She hadn't expected this to happen at all. When she'd left Hogwarts last summer, she'd still been fuming at Dumbledore for his treatment of her during that entire escape to transfiguration class incident. She'd spent her summer growing closer and closer to Malcolm and rarely sparing a thought for Professor Dumbledore. She'd returned to Hogwarts earlier this year still very much ignoring any feelings she had for the professor and thinking she might even be falling in love with Malcolm.
She'd also returned with no more bitter feelings towards her beloved teacher. They had faded over the summer and he was more than happy to welcome her back into their normal routine. He'd welcomed her back with open arms.
Seeing Professor Dumbledore again for the first time after the summer had been a quietly joyful event. They had not said a word about what had happened at the end of last year. There had simply been an understanding that such things occurred between mentor and protege, and thus all was suddenly right between them. Minerva had not realized how much tension she had been retaining from that until she had found it released from her then.
They had been quick to resume their twice weekly animagus lessons. The first had taken place before that first week of school had finished. She had spent a rather large chunk of her time with Professor Dumbledore in his office, working through the complexities of the animagus process. What remained of her time had been spent practicing for quidditch (her mother had mercifully relented on her hysterical promise to never let her on a broomstick again), studying and being with Malcolm.
For the first two months of the term nothing had been wrong. Malcolm had constantly invaded her thought and Professor Dumbledore rarely did so, except in the context of lessons and her progress as an animagus. As time passed, however, the magic of a new relationship had faded and Minerva had slowly found her professor beginning to invade her thoughts the way he had before.

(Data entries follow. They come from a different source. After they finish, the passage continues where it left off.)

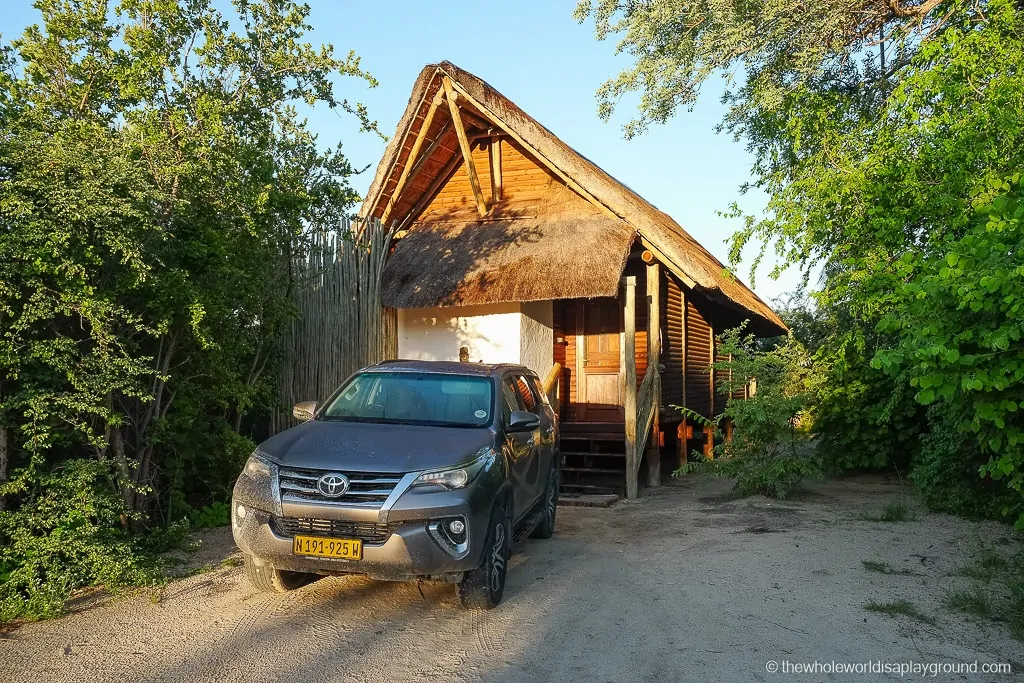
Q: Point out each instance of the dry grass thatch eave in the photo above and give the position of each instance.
(552, 250)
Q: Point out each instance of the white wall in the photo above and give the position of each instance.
(491, 332)
(537, 337)
(494, 333)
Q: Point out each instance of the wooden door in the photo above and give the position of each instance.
(600, 372)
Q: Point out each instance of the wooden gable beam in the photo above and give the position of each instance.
(686, 280)
(407, 171)
(425, 157)
(576, 186)
(467, 153)
(429, 194)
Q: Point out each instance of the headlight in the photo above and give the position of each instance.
(448, 478)
(257, 487)
(456, 477)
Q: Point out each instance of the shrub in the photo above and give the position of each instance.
(769, 453)
(69, 532)
(774, 476)
(946, 471)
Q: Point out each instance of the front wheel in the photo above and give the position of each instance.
(269, 580)
(547, 526)
(483, 587)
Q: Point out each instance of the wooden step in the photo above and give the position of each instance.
(590, 487)
(586, 427)
(595, 470)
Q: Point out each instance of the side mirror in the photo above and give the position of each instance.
(521, 421)
(304, 411)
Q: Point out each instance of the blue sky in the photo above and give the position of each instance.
(537, 54)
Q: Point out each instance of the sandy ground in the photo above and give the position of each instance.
(684, 585)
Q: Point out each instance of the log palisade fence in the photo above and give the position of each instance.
(341, 325)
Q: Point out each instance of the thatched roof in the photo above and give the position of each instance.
(681, 253)
(554, 249)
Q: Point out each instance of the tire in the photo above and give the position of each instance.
(546, 528)
(483, 587)
(266, 579)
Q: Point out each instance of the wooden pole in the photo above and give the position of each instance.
(630, 377)
(411, 161)
(708, 430)
(653, 454)
(467, 152)
(684, 431)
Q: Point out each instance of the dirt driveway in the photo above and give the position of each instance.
(683, 585)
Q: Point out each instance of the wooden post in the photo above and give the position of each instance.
(467, 152)
(709, 441)
(653, 455)
(684, 432)
(681, 436)
(630, 377)
(406, 172)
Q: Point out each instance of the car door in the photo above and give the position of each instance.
(549, 426)
(536, 476)
(520, 451)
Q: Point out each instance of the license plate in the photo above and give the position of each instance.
(346, 549)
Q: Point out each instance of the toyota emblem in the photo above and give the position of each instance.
(333, 485)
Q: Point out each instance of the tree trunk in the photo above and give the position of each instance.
(4, 459)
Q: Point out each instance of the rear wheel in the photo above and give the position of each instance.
(269, 580)
(547, 526)
(483, 587)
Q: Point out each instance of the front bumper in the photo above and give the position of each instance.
(411, 551)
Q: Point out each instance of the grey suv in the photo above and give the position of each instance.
(411, 470)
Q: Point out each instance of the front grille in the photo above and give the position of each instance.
(370, 532)
(367, 489)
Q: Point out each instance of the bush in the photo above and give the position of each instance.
(774, 476)
(67, 534)
(769, 453)
(946, 471)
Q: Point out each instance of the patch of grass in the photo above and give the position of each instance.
(897, 511)
(883, 567)
(973, 600)
(899, 608)
(1015, 607)
(987, 565)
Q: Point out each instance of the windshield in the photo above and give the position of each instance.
(420, 398)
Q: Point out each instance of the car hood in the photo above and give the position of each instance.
(359, 446)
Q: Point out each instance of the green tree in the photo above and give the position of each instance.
(880, 131)
(156, 181)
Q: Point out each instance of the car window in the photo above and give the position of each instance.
(511, 400)
(427, 398)
(528, 399)
(538, 389)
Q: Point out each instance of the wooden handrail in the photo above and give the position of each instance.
(646, 402)
(551, 385)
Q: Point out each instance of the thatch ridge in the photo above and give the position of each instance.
(558, 248)
(685, 255)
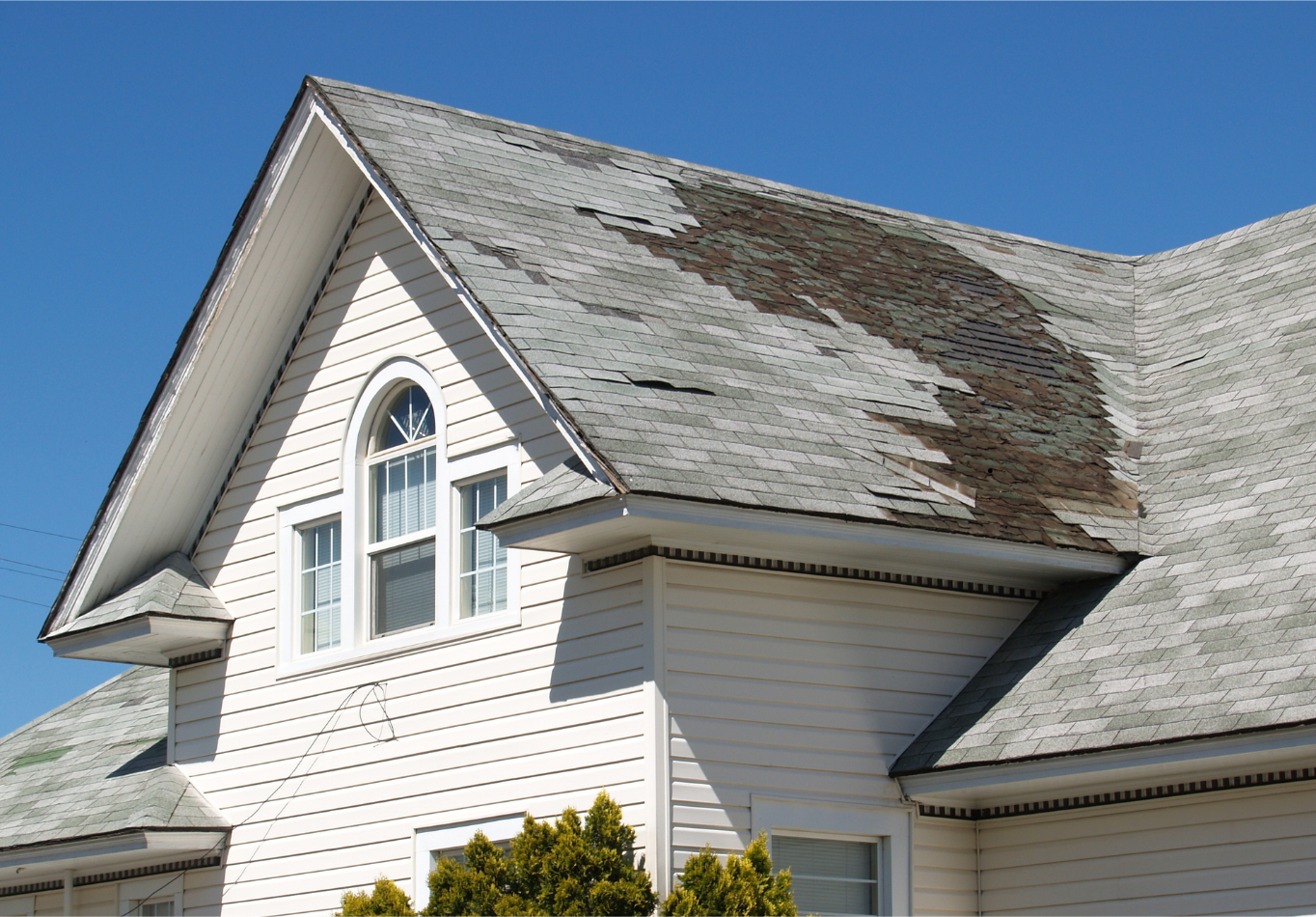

She'd still not acknowledged her feelings for what they were, however. Just as she had to Muriel that day in the hospital wing, she'd insisted to herself that all her feelings rested with Malcolm and his lovely blonde curls. The idea that she would fancy her professor was highly inappropriate, and for another few months she'd fought the idea.
She'd been fighting a losing battle, however. Muriel had dragged the matter into the light many months ago and try as she might, Minerva could no longer hide it in the shadows.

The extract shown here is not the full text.